Despite coming across as a mild-mannered politician, the Ukrainian-born Edelstein can be a tenacious fighter when his conscience is aroused. This is a man who courageously stared down the Soviet Union over the right to publicly express his Jewishness and move home to Israel in the 1980s, when he was imprisoned for three years as punishment for teaching the Hebrew language.

Yuli Edelstein’s time as a “Prisoner of Zion” in the Siberia proved his readiness to pay a high price for his convictions and displayed an awareness that the “rule of law” can be transformed into a weapon of injustice and that a judicial system can lack moral authority, even when its will is upheld by force. It’s this understanding that has empowered Edelstein to take a stand against Hayut’s abuse of authority.

In a Yisrael Hayom interview following his resignation, Yuli Edelstein said that “There’s no doubt that my move is a precedent, but everything that happens is a precedent. The Supreme Court has long taken control of the executive branch, which is clear. Now there is also an attempt to take control of the legislature and its procedure. These are things that have never been seen before.”

“For the 24 years I’ve been in the political system, including seven years as Knesset Speaker, I’ve refused any Supreme Court involvement in political decisions, and so I did this time. It’s true that this is the first time anyone’s said no to them, but I did this as the Speaker of the Knesset, and as the one who maintains the status and independence of the Knesset, not as a private person. What I’ve done doesn’t mean that now every citizen may say no to a judicial decision.”

“This isn’t a traffic offense,” Edelstein added. “I’ve acted here as the responsible adult, according to [former Prime Minister] Menaḥem Begin’s legacy that ‘there will be no civil war.’ I didn’t take it to the end but resigned. I can’t be forced to do things that I think are dangerous to democracy and contrary to the dictates of my conscience.

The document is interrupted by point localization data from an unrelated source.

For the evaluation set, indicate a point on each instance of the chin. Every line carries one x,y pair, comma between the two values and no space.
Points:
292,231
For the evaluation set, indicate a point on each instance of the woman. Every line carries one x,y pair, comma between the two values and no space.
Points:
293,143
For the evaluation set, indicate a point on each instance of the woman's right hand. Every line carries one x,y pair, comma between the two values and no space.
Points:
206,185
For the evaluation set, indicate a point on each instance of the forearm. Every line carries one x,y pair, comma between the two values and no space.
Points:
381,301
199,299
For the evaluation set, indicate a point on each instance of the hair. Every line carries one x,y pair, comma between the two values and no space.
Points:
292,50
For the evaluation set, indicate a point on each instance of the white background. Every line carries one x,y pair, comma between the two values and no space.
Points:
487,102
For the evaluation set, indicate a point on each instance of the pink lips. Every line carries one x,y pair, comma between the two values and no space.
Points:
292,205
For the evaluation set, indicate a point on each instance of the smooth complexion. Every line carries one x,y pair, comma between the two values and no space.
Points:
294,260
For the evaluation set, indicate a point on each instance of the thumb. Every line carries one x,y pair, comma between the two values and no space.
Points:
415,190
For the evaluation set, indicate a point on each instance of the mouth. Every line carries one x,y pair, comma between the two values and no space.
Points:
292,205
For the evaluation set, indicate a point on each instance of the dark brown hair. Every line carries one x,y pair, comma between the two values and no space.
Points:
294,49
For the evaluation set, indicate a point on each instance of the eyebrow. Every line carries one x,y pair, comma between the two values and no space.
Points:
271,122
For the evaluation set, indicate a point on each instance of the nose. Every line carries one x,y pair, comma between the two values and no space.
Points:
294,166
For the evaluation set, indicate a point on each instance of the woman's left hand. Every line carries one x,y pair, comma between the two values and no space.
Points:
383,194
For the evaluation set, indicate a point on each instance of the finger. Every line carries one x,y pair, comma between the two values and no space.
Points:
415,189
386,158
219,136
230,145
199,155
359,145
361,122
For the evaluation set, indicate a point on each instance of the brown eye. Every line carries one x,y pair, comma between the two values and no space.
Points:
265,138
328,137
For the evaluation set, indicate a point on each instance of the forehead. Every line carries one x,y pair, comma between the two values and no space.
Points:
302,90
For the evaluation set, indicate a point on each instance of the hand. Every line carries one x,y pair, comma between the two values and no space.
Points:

I hope the Supreme Court will still grant me this right to resign for reasons of conscience.”

Yuli Edelstein further responded to accusations that his conduct violated the principle of majority rule.

“The Knesset has rules of procedure, there’s a constitution and there are by-laws. Do you know how many times I’ve stopped most of the last governments, my own party, when they wanted to steamroll the minority?! I followed the rules and the judges didn’t present any legal argument that contradicted this. They were disrespectful towards the Knesset and towards the institution of the Knesset Speaker. They didn’t read the opinion of the lawyers who represented me – roughly 25 minutes after it was submitted they already handed a pre-prepared decision.”

Following Edelstein’s resignation, the judiciary swung into action. Despite the fact that the speaker, according to Israeli law, would be anyway switched in 48 hours, the Supreme Court needlessly ruled that a vote must be held immediately to replace him.

Hayut had to issue its ruling for an immediate vote in order to demonstrate once again that the court’s rulings have the power to negate parliamentary procedures – as if her objective is the neutering of Israel’s legislative and executive branches, destroying all checks and balances in the nation’s political system.

Regardless of what coalition ultimately takes shape, it’s becoming clear to more Israelis that the justice system is not a justice system but an abusive ideological oligarchy steamrolling its narrow elitist agenda through Israel’s political system. Due to the shameless overreach of the Supreme Court itself, more and more Israelis have come to understand that limitations must be placed on the judiciary’s power in order to protect the future of Israeli democracy.